Je suis certain que notre pays accomplirait un grand progrès en sortant la politique migratoire de ces postures simplistes et démagogiques. Elle est un défi considérable et durable qui appelle une réponse collective par delà les clivages démocratiques. Un diagnostic commun peut déjà réunir tous les républicains de bonne foi. La France ne peut pas accueillir tous les candidats à la venue sur son territoire. Une immigration mal régulée déstabilise les sociétés d’accueil et appauvrit les pays sources. Mais aucune politique de coercition ne suffira à stopper la vague. Il faut inventer une stratégie de co-développement où pays d’accueil et pays source assurent leur part de responsabilité dans la régulation des flux migratoires.
Son fondement est, à mes yeux, un rééquilibrage des échanges économiques. Tant que la France et les pays développés continueront de limiter l’accès de leurs marchés aux produits du 1/3 monde, il sera impossible à ses pays d’assurer leur développement et de maintenir leur population à demeure. Les négociations de l’OMC sont sur ce point essentielles.
En second lieu, je crois qu’il faut sortir du mythe de l’immigration zéro. La venue de travailleurs ou d’étudiants étrangers est source d’enrichissement réciproque. Nul besoin de quotas, de carte spéciale « talents et compétences ». Une circulaire ministérielle peut suffire à ouvrir un secteur comme ce fut le cas pour les informaticiens lors du passage à l’an 2000. La véritable novation est d’organiser cette mobilité avec les pays d’origine. Beaucoup de travailleurs migrants (notamment les cadres ou les saisonniers) souhaitent pouvoir exercer temporairement leur activité sur notre territoire puis revenir au pays. La crainte de perdre leur titre de séjour les conduit souvent à rester en France. C’est ce droit à l’aller/retour qu’il faut assouplir.

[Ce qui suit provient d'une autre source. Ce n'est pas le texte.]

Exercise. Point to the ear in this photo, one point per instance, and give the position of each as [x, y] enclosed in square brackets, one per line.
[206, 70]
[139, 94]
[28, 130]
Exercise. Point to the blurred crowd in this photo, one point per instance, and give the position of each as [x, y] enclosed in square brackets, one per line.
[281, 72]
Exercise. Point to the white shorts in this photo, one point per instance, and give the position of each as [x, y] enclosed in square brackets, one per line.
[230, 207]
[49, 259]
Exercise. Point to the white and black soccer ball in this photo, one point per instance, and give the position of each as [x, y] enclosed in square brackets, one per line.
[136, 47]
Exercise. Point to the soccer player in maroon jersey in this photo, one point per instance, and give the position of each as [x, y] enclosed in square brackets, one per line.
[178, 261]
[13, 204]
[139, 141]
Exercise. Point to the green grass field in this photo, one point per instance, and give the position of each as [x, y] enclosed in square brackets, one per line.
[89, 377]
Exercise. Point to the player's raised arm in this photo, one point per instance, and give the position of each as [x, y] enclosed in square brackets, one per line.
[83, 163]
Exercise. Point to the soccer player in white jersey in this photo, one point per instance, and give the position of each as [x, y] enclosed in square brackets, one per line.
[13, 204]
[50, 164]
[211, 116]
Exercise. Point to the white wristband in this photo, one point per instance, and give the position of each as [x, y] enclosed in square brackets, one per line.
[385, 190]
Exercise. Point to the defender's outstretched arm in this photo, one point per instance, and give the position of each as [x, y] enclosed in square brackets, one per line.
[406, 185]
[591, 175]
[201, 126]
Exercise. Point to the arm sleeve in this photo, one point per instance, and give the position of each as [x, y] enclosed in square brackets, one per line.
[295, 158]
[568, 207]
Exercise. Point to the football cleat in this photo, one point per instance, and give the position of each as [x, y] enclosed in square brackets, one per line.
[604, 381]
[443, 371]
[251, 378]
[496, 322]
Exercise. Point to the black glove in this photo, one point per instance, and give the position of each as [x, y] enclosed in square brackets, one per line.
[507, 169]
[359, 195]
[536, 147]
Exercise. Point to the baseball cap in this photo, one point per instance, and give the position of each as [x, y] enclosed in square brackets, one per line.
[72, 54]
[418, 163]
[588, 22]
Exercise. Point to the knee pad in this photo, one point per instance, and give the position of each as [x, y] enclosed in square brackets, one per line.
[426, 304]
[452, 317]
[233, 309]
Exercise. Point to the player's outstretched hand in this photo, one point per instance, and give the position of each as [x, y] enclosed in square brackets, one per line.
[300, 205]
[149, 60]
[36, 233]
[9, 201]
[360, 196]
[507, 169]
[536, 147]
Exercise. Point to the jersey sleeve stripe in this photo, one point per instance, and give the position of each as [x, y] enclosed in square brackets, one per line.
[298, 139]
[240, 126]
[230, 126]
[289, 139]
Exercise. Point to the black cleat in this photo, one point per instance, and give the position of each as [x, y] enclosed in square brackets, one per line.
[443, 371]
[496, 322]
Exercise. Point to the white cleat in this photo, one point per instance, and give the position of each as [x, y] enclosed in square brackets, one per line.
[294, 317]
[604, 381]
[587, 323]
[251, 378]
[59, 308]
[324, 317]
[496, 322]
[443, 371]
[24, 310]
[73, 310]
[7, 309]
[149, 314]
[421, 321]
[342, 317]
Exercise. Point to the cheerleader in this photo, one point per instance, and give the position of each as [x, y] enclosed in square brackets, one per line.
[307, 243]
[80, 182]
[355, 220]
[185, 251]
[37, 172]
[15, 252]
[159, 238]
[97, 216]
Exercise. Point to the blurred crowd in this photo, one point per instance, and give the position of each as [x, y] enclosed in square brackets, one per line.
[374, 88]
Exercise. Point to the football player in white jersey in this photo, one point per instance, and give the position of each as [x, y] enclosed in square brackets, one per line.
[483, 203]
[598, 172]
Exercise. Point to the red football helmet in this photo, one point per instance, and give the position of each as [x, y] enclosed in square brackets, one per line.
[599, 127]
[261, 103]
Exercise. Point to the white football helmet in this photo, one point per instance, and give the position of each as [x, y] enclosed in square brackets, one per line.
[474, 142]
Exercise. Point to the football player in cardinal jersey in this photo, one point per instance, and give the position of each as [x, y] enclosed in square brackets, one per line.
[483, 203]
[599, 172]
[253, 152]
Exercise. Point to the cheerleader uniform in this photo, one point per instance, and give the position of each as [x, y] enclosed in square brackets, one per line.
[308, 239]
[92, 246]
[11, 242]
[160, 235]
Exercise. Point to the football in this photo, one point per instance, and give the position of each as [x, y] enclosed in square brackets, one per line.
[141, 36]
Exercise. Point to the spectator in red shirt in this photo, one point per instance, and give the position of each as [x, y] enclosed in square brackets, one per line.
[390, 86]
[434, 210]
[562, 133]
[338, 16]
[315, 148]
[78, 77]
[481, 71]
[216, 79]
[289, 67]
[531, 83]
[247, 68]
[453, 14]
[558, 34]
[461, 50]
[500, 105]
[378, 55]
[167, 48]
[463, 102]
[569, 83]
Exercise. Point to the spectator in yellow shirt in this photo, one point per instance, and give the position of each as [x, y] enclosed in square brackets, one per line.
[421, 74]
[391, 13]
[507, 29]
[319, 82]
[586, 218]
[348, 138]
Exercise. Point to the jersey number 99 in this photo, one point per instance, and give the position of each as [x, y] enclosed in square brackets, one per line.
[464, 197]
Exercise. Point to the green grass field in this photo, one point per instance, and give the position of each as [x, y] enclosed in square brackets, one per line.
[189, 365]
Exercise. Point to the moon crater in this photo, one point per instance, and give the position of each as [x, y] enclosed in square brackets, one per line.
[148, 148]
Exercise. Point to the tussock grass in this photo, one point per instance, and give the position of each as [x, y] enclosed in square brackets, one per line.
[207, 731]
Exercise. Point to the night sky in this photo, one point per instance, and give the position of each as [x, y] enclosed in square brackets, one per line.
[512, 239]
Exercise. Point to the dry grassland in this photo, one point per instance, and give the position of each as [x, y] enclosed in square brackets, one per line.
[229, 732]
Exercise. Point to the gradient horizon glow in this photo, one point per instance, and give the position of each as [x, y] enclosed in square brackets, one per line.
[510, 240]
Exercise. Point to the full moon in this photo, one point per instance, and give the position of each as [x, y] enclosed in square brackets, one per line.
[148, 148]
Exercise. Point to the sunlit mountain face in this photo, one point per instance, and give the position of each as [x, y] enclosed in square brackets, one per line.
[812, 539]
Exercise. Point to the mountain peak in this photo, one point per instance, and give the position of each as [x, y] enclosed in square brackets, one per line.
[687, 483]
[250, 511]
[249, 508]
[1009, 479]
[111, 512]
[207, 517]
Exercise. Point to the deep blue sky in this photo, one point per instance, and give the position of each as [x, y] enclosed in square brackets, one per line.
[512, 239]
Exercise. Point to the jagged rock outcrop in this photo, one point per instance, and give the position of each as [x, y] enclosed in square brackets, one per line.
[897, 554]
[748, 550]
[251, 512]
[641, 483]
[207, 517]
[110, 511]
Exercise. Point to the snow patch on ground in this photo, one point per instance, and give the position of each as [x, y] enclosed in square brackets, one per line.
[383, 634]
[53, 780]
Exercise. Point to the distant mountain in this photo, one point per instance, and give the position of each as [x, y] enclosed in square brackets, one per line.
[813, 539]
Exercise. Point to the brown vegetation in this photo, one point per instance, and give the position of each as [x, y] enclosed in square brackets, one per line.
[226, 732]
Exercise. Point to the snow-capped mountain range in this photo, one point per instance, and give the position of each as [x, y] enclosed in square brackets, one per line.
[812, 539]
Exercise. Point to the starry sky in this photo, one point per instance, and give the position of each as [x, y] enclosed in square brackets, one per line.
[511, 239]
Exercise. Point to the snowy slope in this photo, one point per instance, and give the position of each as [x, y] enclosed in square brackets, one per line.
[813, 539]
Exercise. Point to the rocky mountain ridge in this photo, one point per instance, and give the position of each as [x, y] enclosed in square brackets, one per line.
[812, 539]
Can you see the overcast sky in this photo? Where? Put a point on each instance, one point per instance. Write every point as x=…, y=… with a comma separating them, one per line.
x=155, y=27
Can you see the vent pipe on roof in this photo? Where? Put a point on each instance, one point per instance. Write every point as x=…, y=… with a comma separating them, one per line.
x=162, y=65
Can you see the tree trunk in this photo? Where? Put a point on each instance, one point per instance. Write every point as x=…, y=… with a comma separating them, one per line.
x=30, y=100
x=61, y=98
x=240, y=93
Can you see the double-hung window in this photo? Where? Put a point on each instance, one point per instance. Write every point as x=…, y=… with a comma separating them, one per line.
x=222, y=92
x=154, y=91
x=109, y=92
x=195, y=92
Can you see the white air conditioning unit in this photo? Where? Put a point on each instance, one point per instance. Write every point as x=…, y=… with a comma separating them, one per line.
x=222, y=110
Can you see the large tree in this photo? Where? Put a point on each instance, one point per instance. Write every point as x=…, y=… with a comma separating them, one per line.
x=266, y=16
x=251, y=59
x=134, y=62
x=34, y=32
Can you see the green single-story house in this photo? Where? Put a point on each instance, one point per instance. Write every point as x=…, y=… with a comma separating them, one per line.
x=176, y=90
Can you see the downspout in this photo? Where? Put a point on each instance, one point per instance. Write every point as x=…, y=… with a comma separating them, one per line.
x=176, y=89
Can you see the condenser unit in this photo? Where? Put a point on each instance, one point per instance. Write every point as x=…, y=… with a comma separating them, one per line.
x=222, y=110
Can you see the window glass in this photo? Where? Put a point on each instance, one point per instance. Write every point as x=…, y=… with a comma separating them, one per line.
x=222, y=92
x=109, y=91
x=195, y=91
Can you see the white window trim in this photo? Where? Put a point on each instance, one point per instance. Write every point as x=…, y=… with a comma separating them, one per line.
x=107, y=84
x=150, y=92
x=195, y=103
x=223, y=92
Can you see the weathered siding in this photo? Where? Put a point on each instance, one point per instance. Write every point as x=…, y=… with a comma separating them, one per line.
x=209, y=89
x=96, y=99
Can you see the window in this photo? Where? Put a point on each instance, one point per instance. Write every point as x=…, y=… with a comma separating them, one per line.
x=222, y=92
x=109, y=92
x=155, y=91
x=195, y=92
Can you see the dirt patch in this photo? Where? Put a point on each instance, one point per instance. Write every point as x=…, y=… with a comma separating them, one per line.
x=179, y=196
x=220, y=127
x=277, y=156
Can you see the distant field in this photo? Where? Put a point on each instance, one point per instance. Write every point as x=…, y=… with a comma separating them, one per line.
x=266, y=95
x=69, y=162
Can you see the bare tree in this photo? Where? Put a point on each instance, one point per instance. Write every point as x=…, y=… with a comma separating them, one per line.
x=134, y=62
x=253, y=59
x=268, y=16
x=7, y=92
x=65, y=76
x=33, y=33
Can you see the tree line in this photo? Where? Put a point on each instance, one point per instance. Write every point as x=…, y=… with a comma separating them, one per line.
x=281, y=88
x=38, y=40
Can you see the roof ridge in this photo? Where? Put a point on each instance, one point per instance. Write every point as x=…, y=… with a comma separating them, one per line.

Enfin, pour moi, le troisième volet d’une politique d’immigration doit être de sécuriser le séjour des étrangers en situation légale, via notamment l’attribution plus simple de la carte de résident. En contrepartie ceux qui veulent résider durablement sur notre territoire doivent respecter un certain nombre de devoirs : maîtrise de la langue, connaissances de notre pays, respect de ses lois et de ses traditions démocratiques. De tels dispositifs requièrent une modernisation et une augmentation des ressources affectées aux organismes administratifs chargés de gérer les flux migratoires. Ces administrations sont trop souvent les parents pauvres de l’Etat alors que leur technicité requiert les meilleures compétences.
Je suis convaincu qu’il y a dans cette nouvelle approche des questions migratoires les bases d’un consensus républicain qui s’inscrive dans la durée. Elle demande du temps, de la constance, des moyens, toutes choses qui font depuis trop longtemps défaut à la politique de l’immigration en France et en Europe. L’étranger doit cesser d’être l’otage de nos difficultés intérieures.